Вот разве что знаменитые «царицынские баржи», о которых столько писано-говорено…
Когда Сталин руководил обороной Царицына (а также всеми делами гражданского управления), начальником штаба тамошнего военного округа был бывший полковник Носович, присланный на этот пост с мандатом Троцкого. Попутно, параллельно со своими официальными обязанностями, у Носовича была и вторая, совершенно неофициальная должность — он был одним из руководителей готовившего переворот белогвардейского подполья. На этой второй, потаенной, должности Носович, благодаря царившей до приезда Сталина неразберихе и бесконтрольности, увлеченно трудился добрых два месяца.
В конце концов чекисты его арестовали вместе с другими попавшими под подозрение. Узнав о неприятностях своего протеже, Троцкий добился его освобождения. Носовича выпустили: против него не было твердых улик, одни подозрения. Оказавшись на свободе, Носович, не будь дурак, решил более не искушать судьбу и дёрнул к белым.
Остальным не так везло. По приказу Сталина были расстреляны участники заговора — инженер Алексеев, два его сына, много бывших офицеров. Заговор реально существовал — об этом позже писал в своих мемуарах сам Носович. Кроме белых в нем были замешаны эсеры и все три иностранных консула, обретавшихся тогда в Царицыне: французский, американский и сербский.
Алексеев с сыновьями были заговорщиками реальными, как и некоторые из казнённых. Но какое-то их количество было все же ни в чем не замешано и под расстрел пошло по чистому подозрению…
Это и есть та знаменитая «царицынская баржа», о которой упоминается там и сям, как о доказательстве «зверств» Сталина.
Но тут есть свои примечательные нюансы.
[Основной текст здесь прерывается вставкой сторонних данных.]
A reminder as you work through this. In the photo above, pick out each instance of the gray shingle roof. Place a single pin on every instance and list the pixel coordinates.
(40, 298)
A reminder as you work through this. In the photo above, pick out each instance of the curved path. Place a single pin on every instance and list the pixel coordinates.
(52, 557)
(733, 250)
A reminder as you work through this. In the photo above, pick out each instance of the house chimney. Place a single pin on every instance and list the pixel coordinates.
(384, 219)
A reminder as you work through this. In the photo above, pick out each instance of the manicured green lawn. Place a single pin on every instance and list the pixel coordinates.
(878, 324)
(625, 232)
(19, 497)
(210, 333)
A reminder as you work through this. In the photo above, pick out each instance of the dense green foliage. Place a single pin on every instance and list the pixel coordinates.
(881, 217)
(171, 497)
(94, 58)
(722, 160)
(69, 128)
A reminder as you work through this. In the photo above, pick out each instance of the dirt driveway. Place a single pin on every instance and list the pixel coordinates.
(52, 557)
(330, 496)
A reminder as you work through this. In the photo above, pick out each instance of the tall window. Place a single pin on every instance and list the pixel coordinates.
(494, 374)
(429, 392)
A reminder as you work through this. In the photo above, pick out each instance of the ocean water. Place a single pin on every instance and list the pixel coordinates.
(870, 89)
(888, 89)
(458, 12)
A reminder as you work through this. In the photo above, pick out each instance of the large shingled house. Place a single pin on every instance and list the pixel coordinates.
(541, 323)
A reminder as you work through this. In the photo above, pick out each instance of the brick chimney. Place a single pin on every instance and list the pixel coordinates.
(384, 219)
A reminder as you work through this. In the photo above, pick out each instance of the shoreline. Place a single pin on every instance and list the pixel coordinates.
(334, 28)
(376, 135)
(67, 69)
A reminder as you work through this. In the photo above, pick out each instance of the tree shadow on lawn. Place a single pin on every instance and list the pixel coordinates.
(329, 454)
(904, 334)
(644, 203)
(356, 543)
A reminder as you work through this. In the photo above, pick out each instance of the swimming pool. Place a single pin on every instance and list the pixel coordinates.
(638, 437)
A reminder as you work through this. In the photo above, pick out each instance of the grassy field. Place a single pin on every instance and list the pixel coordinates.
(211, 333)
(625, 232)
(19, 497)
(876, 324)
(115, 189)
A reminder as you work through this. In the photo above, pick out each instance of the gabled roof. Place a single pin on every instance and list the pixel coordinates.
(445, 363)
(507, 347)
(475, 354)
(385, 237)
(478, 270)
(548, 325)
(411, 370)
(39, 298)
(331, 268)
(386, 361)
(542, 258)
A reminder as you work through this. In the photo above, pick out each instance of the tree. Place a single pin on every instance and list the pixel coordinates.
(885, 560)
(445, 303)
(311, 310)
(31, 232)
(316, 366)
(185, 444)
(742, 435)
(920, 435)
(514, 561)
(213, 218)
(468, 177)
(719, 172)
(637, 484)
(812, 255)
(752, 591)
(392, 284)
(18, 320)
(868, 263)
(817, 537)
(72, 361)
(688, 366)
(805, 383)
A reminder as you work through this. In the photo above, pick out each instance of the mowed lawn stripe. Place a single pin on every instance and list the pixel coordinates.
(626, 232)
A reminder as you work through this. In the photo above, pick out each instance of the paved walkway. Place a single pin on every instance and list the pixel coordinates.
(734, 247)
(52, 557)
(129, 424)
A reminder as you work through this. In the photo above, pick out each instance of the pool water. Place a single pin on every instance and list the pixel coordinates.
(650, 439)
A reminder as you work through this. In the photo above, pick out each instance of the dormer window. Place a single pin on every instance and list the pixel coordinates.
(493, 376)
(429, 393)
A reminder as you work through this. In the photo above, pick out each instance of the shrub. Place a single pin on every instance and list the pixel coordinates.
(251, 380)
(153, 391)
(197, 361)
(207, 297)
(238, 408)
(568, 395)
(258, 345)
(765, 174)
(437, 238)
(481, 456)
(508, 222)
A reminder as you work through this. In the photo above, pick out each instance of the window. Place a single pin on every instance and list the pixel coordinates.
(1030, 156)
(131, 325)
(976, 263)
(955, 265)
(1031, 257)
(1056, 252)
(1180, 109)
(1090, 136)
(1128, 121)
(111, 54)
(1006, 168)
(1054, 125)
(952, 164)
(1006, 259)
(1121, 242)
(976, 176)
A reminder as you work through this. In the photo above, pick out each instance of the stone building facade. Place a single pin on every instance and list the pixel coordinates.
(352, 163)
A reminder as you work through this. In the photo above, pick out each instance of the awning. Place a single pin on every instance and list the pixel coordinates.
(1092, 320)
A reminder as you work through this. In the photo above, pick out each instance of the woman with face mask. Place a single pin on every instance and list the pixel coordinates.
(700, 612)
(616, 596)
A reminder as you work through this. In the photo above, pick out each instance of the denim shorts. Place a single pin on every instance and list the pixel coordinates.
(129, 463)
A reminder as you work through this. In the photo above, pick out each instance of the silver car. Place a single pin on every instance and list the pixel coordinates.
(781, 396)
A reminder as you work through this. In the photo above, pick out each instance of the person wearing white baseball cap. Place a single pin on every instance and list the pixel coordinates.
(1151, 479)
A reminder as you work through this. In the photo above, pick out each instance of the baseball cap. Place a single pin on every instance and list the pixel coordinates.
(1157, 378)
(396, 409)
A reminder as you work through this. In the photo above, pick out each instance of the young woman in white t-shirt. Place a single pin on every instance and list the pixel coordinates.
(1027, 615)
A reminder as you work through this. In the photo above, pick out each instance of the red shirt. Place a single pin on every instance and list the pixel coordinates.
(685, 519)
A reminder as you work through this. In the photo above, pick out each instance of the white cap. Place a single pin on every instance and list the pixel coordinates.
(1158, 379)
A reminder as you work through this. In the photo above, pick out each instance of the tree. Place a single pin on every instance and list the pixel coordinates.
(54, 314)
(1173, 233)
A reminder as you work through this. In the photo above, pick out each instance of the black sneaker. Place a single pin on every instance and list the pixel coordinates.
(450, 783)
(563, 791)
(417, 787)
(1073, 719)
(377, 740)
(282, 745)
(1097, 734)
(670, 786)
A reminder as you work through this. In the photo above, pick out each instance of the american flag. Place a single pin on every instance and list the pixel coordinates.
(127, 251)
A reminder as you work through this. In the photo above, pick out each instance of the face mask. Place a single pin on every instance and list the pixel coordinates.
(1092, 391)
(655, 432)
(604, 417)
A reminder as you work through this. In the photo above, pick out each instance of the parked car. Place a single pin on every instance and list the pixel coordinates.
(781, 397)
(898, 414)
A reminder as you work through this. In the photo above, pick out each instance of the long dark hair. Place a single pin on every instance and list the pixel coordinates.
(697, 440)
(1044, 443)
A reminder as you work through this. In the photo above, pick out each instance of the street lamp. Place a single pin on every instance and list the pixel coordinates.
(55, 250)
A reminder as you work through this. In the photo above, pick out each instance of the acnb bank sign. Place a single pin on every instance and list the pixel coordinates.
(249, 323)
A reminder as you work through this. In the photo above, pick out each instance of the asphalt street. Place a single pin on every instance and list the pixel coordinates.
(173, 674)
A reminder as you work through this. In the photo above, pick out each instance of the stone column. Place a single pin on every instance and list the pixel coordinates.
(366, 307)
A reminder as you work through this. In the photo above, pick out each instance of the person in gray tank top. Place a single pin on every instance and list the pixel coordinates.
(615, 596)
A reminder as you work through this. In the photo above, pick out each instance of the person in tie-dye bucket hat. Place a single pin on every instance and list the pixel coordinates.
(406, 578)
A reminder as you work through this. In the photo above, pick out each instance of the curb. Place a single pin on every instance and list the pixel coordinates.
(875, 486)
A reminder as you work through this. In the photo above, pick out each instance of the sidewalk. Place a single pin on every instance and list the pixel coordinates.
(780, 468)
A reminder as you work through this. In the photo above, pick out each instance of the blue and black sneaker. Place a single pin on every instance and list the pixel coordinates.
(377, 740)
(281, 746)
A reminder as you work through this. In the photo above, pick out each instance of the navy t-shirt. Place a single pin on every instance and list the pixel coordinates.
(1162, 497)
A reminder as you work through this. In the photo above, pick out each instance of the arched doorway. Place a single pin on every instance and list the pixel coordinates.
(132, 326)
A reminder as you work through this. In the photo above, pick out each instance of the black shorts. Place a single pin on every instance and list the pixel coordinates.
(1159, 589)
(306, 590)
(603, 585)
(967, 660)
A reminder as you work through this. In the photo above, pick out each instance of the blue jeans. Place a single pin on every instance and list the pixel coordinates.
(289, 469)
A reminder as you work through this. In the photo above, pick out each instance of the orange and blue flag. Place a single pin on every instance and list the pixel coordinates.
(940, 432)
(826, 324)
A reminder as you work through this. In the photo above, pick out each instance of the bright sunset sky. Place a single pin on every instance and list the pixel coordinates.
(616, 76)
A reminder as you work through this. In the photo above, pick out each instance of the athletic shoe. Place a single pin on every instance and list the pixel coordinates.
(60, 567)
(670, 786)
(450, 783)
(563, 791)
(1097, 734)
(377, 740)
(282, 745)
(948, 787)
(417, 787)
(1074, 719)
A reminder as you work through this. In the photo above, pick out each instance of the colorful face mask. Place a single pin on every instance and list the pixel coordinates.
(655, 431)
Даже публикаторы, упоенно предающиеся самой бездоказательной и яростной критике Сталина, никогда и нигде не приводили точную цифру расстрелянных понапрасну. Даже не пытались взять устраивающие их числа «с потолка» — и это во времена перестроечного словоблудия, когда нисколько не заботились ни о логике, ни об убедительности доказательств, сплошь и рядом высосанных из пальца.
Это неспроста. Напрашивается подозрение, что где-то в архивах все же значится точное количество безвинно казненных, оно, надо полагать, невелико, и любители сенсаций знали, что могут оказаться в неловком положении, высасывая цифры из пальца… Другого объяснения решительному нежеланию обойтись без цифр попросту нет.
Что тут скажешь? Конечно, расстрел невиновных никого не красит. Однако нужно, никого не оправдывая, всё же понимать ситуацию. Шла война, вдобавок — гражданская, со своими специфическими правилами и законами. На любой подобной войне, в каком бы уголке света она ни происходила, были, есть и, полагаю, будут подобные безвинные жертвы. Существует некий «военный психоз», толкающий людей на необдуманные поступки вроде скорой расправы. Есть воспоминания, как в Англии во времена второй мировой волокли в каталажку безвинных хозяек домиков на побережье — кому-то бдительному показалось, что бельё на просушку они вывешивают «особым образом», подавая тем самым, дескать, сигналы немецким агентам, наблюдающим в бинокли с подводных лодок. Есть воспоминания, как в Польше во времена сентябрьского разгрома 1939-го толпа набросилась на человека, который… вытряхивал песок из сапог, колотя голенищами по земле. Он, дескать, подавал таким образом сигналы… немецким самолётам. Пока он не снял сапоги, самолетов не было, а как только он начал стучать голенищами по земле, самолеты и налетели. Шпион поганый!
В общем, у войны свои суровые законы. Оправдания им нет, но понимать эту жестокую закономерность необходимо.
Что любопытно, Носович в своих статьях, опубликованных тогда же в белоказачьем журнале «Донская война», дал Сталину не то что объективную, а самую комплиментарную характеристику. Дословно: «Надо отдать справедливость ему, что его энергии может позавидовать любой из администраторов, а способности применяться к делу и обстоятельствам следовало бы поучиться многим».
Это практически совпадает с оценкой Сталина, которую уже в наши дни дал профессор Гарвардского университета Адам Улам, автор капитальной книги «Большевики»: «У него было два ценных качества, необходимых политическому деятелю. Сталин умел учиться и обладал чувством времени. Он был типичным ленинцем, но без тех внутренних противоречий и следов западных социалистических традиций, которые до конца жизни преследовали Ленина».